Evidence for a role of salicylic acid in the oxidative damage generated by NaCl and osmotic stress in Arabidopsis seedlings

Abstract

Previous studies have shown that salicylic acid (SA) is an essential component of the plant resistance to pathogens. We now show that SA plays a role in the plant response to adverse environmental conditions, such as salt and osmotic stresses. We have studied the responses of wild-type Arabidopsis and an SA-deficient transgenic line expressing a salicylate hydroxylase (NahG) gene to different abiotic stress conditions. Wild-type plants germinated under moderate light conditions in media supplemented with 100 mM NaCl or 270 mM mannitol showed extensive necrosis in the shoot. In contrast, NahG plants germinated under the same conditions remained green and developed true leaves. The lack of necrosis observed in NahG seedlings under the same conditions suggests that SA potentiates the generation of reactive oxygen species in photosynthetic tissues during salt and osmotic stresses. This hypothesis is supported by the following observations. First, the herbicide methyl viologen, a generator of superoxide radical during photosynthesis, produced a necrotic phenotype only in wild-type plants. Second, the presence of reactive oxygen-scavenging compounds in the germination media reversed the wild-type necrotic phenotype seen under salt and osmotic stress. Third, a greater increase in the oxidized state of the glutathione pool under NaCl stress was observed in wild-type seedlings compared with NahG seedlings.

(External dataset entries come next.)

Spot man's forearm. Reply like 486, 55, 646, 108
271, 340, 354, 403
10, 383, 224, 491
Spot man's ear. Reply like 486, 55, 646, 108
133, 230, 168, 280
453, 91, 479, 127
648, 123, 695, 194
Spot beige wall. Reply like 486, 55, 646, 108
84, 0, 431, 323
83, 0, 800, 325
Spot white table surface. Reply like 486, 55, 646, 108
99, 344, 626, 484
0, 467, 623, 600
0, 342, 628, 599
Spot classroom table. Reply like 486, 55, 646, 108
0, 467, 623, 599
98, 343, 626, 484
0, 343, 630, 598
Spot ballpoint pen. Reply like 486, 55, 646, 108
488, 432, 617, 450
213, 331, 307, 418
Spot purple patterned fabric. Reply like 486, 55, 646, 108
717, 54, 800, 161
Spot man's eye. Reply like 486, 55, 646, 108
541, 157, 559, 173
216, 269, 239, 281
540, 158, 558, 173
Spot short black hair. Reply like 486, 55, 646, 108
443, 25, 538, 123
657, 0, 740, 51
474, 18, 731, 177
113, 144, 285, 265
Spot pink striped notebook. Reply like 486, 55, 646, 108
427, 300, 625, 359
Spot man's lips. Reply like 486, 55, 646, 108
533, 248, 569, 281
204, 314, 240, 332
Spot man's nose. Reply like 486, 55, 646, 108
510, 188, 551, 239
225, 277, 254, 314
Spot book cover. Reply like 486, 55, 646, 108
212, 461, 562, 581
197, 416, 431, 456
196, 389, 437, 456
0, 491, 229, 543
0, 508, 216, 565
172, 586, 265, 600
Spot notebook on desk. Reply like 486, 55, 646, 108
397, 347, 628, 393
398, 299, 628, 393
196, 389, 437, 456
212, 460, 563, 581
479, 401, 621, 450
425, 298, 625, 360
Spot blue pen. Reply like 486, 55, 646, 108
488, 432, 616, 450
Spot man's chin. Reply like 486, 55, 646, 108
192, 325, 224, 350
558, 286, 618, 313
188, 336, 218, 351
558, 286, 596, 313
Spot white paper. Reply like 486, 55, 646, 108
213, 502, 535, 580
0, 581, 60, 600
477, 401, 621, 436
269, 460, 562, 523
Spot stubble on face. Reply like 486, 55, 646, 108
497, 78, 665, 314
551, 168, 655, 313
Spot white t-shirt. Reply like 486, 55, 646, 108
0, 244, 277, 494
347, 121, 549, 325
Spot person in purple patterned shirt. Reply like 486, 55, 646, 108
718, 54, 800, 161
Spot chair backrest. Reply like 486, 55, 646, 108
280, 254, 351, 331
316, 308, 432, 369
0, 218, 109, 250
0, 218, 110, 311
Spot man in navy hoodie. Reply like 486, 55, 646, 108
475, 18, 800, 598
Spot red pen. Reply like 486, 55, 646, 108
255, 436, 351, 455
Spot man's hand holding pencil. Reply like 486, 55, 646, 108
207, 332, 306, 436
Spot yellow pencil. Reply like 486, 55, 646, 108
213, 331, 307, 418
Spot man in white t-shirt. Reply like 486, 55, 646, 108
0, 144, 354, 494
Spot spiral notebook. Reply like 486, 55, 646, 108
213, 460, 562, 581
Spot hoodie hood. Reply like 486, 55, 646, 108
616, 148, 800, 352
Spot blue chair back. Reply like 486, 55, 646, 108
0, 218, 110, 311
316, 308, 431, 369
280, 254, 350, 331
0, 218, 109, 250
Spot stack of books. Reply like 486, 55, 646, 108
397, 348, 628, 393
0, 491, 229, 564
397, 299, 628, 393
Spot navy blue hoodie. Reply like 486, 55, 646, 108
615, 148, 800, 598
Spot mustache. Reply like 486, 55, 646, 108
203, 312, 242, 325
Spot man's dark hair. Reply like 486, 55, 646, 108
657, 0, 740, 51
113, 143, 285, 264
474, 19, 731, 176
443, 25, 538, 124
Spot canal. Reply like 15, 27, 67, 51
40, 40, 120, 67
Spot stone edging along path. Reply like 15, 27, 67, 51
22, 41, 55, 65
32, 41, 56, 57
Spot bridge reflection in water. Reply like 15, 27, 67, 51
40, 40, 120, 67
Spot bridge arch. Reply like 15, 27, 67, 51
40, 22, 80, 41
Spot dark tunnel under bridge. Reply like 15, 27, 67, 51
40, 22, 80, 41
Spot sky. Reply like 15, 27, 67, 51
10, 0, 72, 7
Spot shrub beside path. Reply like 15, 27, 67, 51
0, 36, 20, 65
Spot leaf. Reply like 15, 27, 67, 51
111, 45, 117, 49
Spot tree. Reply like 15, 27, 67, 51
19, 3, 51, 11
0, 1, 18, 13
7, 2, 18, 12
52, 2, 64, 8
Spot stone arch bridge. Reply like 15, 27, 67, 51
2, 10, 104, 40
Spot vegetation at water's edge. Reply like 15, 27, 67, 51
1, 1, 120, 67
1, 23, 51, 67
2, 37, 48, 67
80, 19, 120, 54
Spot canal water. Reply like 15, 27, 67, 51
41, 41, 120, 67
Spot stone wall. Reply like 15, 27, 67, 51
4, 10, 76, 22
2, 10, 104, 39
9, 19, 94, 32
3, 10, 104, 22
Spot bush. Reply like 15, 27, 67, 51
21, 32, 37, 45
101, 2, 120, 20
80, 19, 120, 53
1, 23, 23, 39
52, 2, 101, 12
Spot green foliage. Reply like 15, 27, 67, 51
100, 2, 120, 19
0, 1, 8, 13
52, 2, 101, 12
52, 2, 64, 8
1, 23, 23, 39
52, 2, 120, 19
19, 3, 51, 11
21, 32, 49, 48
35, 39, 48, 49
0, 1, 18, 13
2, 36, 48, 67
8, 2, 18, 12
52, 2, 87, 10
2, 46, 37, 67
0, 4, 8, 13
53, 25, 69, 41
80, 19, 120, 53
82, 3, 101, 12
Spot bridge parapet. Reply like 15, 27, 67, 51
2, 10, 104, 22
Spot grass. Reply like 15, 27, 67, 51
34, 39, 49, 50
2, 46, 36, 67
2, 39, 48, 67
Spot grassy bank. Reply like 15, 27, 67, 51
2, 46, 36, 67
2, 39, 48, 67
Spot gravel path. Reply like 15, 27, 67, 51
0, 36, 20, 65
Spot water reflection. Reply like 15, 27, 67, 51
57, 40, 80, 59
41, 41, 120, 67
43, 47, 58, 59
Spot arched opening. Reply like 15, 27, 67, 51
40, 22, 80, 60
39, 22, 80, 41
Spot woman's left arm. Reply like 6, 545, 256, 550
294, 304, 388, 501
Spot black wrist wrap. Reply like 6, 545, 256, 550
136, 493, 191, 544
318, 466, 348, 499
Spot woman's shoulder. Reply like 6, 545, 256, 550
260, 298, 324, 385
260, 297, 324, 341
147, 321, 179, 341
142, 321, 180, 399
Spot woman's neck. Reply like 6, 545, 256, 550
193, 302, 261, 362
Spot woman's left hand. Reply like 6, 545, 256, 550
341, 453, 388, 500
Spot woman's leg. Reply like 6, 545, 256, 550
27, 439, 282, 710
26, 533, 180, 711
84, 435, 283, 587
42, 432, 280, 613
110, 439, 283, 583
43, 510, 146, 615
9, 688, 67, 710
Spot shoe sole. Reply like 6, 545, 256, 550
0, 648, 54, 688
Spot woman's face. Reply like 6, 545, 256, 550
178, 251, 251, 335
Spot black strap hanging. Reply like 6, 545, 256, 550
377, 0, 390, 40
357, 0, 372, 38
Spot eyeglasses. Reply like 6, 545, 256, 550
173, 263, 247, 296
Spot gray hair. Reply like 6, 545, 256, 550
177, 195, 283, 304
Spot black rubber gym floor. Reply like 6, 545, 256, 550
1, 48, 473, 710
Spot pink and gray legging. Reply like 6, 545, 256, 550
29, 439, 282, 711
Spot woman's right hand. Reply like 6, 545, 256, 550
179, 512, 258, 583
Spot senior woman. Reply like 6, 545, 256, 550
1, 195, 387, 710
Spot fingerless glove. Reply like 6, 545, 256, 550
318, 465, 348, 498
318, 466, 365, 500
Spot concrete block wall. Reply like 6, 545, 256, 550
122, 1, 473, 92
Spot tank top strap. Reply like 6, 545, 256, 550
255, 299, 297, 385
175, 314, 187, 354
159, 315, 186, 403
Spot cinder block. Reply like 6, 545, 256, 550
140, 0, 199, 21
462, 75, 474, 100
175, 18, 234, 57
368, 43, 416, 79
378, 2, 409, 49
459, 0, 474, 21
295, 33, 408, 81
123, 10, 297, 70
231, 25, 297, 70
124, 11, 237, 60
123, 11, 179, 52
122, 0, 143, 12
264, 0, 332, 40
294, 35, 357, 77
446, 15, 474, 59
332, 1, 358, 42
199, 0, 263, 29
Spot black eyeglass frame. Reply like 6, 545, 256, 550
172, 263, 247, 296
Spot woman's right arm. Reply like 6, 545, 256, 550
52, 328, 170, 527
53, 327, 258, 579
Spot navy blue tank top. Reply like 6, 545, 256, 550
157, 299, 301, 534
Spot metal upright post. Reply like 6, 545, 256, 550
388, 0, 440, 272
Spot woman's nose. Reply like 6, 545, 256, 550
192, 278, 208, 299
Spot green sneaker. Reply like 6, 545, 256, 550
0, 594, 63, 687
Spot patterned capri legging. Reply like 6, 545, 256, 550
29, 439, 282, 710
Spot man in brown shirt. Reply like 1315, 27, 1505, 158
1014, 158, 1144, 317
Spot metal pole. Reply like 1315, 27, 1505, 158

Fourth, greater oxidative damage occurred in wild-type seedlings compared with NahG seedlings under NaCl stress as measured by lipid peroxidation. Our data support a model for SA potentiating the stress response of the germinating Arabidopsis seedling.

Figure 1

Phenotype of wild-type and NahG seedlings germinated under different stress conditions. Seedlings were germinated on plates and either grown under light (approximately 39 μmol m⁻² s⁻¹) or in the dark. Photos of plates after 15 d are shown on left. The seedlings then were collected and weighed (right). The photographs shown are representative of three independent trials and the fresh weight values are the means of three different experiments (n = 50) ±se. Asterisks indicate that mean values are significantly different between wild type and NahG (P < 0.05). A, 100 mm NaCl in the light in a petri dish. B, 100 mm NaCl in the dark in a petri dish. C, 250 mm NaCl in the light in perlite. D, 270 mm mannitol in the light in a petri dish. E, 5 nm methyl viologen (MV) in the light in a petri dish.

Figure 2

The Arabidopsis ecotype Cvi-0 showed greater sensitivity to NaCl than Ler and NahG. Fresh weight of wild type, NahG, and Cvi-0 seedlings after growing in Murashige and Skoog media containing different NaCl concentrations. Seedlings were germinated and grown on plates under light (approximately 39 μmol m⁻² s⁻¹) and after 15 d the seedlings were collected and weighed. The experiment shown is representative of three independent trials (n = 50).

Figure 3

Protection against NaCl stress is increased in wild-type seedlings by GSH and ASA. Fresh weight of wild-type seedlings (white bars) and NahG seedlings (black bars) after growing in Murashige and Skoog media containing 100 mm NaCl and supplemented with 3 mm of reduced glutathione (GSH) or 2 mm of ASA. Seedlings were collected and weighted after 15 d. The values shown are the means of three independent experiments. Error bars indicate se (n = 30).

Figure 4

Lipid peroxidation is induced by NaCl only under light. TBARS content was determined as described in “Materials and Methods.” The values shown are the means of three independent experiments. Wild type, white bars; NahG, black bars. Asterisks indicate that mean values are significantly different between wild type and NahG (P < 0.05). Error bars indicate se (n = 50).

Figure 5

Effect of NaCl and SA on the expression of RD29A and PR1 in wild-type and NahG. Ten micrograms of total RNA from the wild-type and NahG seedlings was loaded per lane. Plants were grown in Murashige and Skoog media as a control (MS), treated with 1 mm SA, or treated with 200 mm NaCl as described in “Materials and Methods.”